Nato-Kampfflugzeuge nehmen derweil die letzten Hochburgen des untergetauchten libyschen Diktators Muammar al-Gaddafi unter Feuer. Zahlreiche Militäreinrichtungen in Sirte und in Bani Walid seien Ziel von Angriffen gewesen, teilte die Nato am Dienstag mit.

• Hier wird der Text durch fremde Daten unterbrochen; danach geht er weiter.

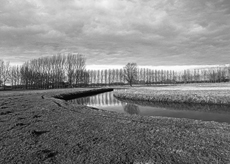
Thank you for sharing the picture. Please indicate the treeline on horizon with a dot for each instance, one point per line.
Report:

Gesellschaft für bedrohte Völker berichtet von Übergriffen auf Afrikaner
Die Nato zerstörte nach eigenen Angaben in der Nähe von Sirte in Tagesfrist 3 Kommandozentralen, 4 Radaranlagen, 22 bewaffnete Fahrzeuge, 2 Versorgungsfahrzeuge, 1 Leitstand und 2 Raketenstellungen. In Bani Walid habe man zwei Kommandozentralen und ein Munitionslager getroffen. Insgesamt seien binnen 24 Stunden 42 Kampfeinsätze geflogen worden. Bani Walid - etwa 100 Kilometer südöstlich von Tripolis - gilt als eines der mögliche Verstecke Gaddafis.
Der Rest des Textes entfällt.